Take Jonas Blue. His adaptation of “Fast Car” is bound to be irritating to anyone who appreciates the subtleties of the original and dislikes the current tropical house trend. As Jonas said himself to Idolator, “I wanted to create a new version of it for the younger generation.” Does that mean it’s inherently bad? No. But what does give pause is the way in which the song — a woman of color’s dream about escaping a cycle of poverty — has had its edges softened. Chapman’s “Fast Car” has a heavy weight, as the protagonist’s fantasy of a better life is undermined by the grimly realist final verse: I’d always hoped for better/ Thought maybe together you and me would find it. In Jonas Blue’s version, the song instead ends on the hope that its hero will live in the suburbs, and the pop-friendly house beat suggests pure escapism. All this, in order to turn a tragic song into a commercial hit for a man who posts Instagrams of himself with the hashtag #fastcar.

Pat “The Detective” Shannahan clears samples for musicians

Aaron Gonsher, for Red Bull Music Academy:

Aaron: You’re talking about explaining sampling as an art form.
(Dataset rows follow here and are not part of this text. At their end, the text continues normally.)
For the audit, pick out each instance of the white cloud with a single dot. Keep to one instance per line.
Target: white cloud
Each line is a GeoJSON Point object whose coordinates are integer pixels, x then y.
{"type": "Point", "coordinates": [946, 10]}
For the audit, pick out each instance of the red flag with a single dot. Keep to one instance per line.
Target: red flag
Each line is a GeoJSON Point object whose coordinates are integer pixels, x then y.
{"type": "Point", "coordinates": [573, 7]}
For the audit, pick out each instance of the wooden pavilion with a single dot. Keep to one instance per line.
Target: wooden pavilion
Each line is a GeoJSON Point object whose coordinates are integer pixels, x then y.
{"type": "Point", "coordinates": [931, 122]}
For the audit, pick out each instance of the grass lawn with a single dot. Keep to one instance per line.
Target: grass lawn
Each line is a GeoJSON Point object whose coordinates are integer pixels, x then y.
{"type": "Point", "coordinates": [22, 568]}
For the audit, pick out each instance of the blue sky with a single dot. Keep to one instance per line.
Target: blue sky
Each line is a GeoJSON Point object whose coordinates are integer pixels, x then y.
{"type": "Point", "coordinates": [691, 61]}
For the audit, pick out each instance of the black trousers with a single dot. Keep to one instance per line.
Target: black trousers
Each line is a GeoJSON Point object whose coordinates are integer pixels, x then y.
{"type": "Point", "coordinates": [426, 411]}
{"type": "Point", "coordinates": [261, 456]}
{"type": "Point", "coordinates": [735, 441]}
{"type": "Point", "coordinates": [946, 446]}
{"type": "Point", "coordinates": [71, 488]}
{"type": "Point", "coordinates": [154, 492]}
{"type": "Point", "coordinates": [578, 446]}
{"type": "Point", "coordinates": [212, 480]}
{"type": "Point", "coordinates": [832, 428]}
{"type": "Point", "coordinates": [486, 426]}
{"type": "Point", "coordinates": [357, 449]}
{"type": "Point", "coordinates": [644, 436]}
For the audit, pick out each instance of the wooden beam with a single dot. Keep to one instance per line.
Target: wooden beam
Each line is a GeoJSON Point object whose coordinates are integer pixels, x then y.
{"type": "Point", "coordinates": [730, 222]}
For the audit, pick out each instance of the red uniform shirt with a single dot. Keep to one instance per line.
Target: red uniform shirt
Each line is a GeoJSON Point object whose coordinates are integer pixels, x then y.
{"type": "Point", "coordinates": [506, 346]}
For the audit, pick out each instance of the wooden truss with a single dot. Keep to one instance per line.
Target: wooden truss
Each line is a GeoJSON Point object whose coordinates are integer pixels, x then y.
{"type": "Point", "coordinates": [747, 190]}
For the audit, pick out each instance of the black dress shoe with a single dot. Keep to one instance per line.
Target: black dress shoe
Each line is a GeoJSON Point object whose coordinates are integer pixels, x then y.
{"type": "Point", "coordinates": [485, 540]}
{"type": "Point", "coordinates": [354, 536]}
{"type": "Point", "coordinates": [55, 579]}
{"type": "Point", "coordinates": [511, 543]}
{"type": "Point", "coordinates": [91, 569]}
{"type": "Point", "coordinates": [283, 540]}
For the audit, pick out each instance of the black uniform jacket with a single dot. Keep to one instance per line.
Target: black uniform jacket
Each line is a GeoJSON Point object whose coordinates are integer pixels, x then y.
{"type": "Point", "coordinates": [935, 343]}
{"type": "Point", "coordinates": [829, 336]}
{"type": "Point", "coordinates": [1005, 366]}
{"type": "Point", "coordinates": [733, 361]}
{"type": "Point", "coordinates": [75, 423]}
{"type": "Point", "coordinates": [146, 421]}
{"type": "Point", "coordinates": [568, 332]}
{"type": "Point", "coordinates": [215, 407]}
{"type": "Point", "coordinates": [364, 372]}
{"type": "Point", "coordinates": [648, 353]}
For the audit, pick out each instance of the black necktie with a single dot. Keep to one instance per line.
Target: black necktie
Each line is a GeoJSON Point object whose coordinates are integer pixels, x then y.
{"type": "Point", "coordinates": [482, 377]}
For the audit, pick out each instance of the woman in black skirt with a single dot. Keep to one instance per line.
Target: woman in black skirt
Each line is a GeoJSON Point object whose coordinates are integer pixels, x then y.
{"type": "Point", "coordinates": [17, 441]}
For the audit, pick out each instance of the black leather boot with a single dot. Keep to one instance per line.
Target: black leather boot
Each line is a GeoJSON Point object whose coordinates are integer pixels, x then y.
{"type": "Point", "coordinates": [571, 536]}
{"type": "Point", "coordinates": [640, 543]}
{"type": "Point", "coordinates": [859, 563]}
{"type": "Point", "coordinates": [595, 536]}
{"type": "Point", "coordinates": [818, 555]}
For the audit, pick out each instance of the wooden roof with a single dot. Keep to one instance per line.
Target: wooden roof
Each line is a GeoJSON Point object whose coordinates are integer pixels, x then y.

When you’re pursuing people and trying to clear rights, how do you contextualize what someone like the Avalanches are doing for, say, an older musician who has zero connection to their world or a tenuous grasp of sampling as a concept in general?

Pat: When I’m reaching out to someone, I first send a written request and I describe the project. It’s really a very limited request. But if I can get someone on the phone who I would be dealing with, I would basically explain who the artist is – “These are the Avalanches” – and try to make them understand what creative geniuses they are, and how creatively they use the sample, too. That it’s something to be really proud to be a part of, and see if I can get them to negotiate something that’s reasonable.

The Avalanches are special because what they do is so different from what so many artists do. Not to diminish what other artists do, but some out there take a piece of a work, or maybe even a few bars of another artist’s song and recording, and they loop it throughout their entire track and then just put a rap over it. What the Avalanches do is this amazing layering process, which is why it takes them so long to make a recording, because they’re perfectionists. They keep working at it and working at it until they have woven this music that is so phenomenal. It’s like if they made a quilt: They took all these little pieces of all this material, and all this fabric for making a wonderful quilt, and somehow you sew it all together to create another whole big blanket. That’s about the best way I can describe what the Avalanches do.

It’s just phenomenal. It’s quite different and it’s all done from bits and pieces of things, until they have created a whole new work. A lot of the other artists may be taking a guitar lick or a drum loop, all of which is fine. But what the Avalanches do is just something amazing that nobody else has ever done.